最近,村裏經常會傳來很恐怖的言論,說這烏拉村被惡鬼纏上了,而那惡鬼就住在郭文偉的府邸,因為被惡鬼控製,郭文偉性情大變。景芸卻信以為真,她暗自感歎,偷偷罵自己沒用,錯怪了文偉,一個人在客棧正躊躇,忽然前方走來一位中年男子,那人笑著走進來,指著小二大叫道:“喂,什麽好吃的好喝的都拿出來,大爺我餓了!”
老板娘瞥了一眼那人,啐道:“我以為誰呢?原來是‘乎河二刀’啊,你不在你的店裏殺豬,跑我這裏嚷嚷什麽?”二刀知道老板娘的脾氣,她發起脾氣來誰也扛不住,平日裏,街麵上的人都讓她三分,管事的人也很客氣的稱呼她叫“老板娘”。如今,二刀見她這般問,心裏自然不敢得罪。笑道:“在咱們‘烏拉村有誰不知道您啊?我這不是興奮麽?所以就叫的聲音大了些。”老板娘本來想問他為什麽事情高興來,又一想,生怕壞了生意,所以忍住了。

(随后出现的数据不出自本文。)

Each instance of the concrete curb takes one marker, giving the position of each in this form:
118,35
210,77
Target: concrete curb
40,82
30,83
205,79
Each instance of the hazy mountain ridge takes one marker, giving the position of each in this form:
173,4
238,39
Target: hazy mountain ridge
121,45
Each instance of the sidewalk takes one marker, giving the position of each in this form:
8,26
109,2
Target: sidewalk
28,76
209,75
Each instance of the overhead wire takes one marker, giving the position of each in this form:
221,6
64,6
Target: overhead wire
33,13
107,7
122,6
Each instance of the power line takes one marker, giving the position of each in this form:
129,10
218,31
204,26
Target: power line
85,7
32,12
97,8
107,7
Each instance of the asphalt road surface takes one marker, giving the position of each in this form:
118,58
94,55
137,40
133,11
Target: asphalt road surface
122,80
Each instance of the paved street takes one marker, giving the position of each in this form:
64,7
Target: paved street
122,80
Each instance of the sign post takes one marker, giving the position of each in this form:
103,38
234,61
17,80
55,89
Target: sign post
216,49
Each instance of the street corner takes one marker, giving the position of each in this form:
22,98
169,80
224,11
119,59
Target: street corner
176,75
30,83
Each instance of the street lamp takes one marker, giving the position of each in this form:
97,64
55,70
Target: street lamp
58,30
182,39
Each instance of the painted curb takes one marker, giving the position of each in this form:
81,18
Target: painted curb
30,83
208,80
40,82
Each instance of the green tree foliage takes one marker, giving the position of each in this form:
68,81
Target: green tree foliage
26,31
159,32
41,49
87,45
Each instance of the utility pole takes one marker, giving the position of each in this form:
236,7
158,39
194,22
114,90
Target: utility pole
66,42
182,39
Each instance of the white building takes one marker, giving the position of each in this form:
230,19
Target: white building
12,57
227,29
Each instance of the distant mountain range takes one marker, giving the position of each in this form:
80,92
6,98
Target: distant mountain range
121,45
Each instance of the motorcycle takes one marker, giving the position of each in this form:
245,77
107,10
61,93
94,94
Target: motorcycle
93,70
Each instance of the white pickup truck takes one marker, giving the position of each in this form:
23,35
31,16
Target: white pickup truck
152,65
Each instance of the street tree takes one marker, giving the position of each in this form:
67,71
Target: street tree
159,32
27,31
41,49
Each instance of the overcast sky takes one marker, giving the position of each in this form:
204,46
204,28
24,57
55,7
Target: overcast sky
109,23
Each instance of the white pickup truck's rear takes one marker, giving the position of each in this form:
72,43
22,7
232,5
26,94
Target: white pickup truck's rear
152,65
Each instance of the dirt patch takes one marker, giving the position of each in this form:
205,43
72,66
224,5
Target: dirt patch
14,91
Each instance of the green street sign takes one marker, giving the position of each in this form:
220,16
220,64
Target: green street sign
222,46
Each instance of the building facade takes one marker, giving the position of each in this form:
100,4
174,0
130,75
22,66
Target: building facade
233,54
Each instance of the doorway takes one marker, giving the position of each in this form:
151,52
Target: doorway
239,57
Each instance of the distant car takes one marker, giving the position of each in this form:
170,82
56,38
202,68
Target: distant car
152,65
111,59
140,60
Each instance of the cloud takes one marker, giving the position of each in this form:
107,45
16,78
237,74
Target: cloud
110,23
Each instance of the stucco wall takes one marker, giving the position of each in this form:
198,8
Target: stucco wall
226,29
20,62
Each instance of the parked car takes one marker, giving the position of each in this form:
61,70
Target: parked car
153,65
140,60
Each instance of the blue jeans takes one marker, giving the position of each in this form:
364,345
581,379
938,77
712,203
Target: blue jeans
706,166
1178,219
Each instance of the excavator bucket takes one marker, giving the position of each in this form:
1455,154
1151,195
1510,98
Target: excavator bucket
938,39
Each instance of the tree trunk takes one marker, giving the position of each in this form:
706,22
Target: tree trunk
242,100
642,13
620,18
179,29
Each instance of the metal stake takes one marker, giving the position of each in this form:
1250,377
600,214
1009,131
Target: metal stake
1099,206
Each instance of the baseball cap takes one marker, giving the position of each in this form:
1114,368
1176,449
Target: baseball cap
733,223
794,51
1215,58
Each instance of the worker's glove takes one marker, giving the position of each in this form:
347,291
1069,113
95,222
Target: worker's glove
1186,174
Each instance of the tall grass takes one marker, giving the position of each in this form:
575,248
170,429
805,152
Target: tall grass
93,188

卻見她**百態的走下來,對二刀哼了一聲,去那邊招呼別的客人去了。二刀到不客氣,斂了一個人少的位置坐下,拿起茶壺一個人喝起了悶茶,嘴角時不時露出陣陣微笑。“二刀兄發財了?”隻聽一陣柔和的聲音傳到他的耳朵了,夾著淡淡的笑聲,一聽就是久經世道的人。二刀往聲音傳來的地方望去,不是別人,正是村裏的小混混“麻花花”。這人好吃好喝好女人,平日裏沒有留下什麽光榮事跡,卻有一大堆的醜事浮現出來。
二刀與這人還是有一定交際的,且不說他能幫自己找到買家,就這幾年幫自己做的廣告也為他的殺豬店麵增色不少。不過,二刀看不慣他的行事作風,有時候,他也想躲得這人遠點。如今,自己被他認出來了,自然不好躲,陪笑道:“老花,還記得上次的約定麽?如若見了麵,咱們就賭一把!”還沒等二刀完全說明白,麻花花率先笑道:“怎麽不記得,你忘了我麻花花是幹什麽的了?以吃為榮,以喝為業,以嫖為誌,以賭為業。不賭,我靠什麽賺錢啊!不過”他說了兩句又頓了頓,隻等看二刀的眼神。那二刀怎會受得了這折磨,急道:“不過什麽,別磨磨唧唧的,我受不了!”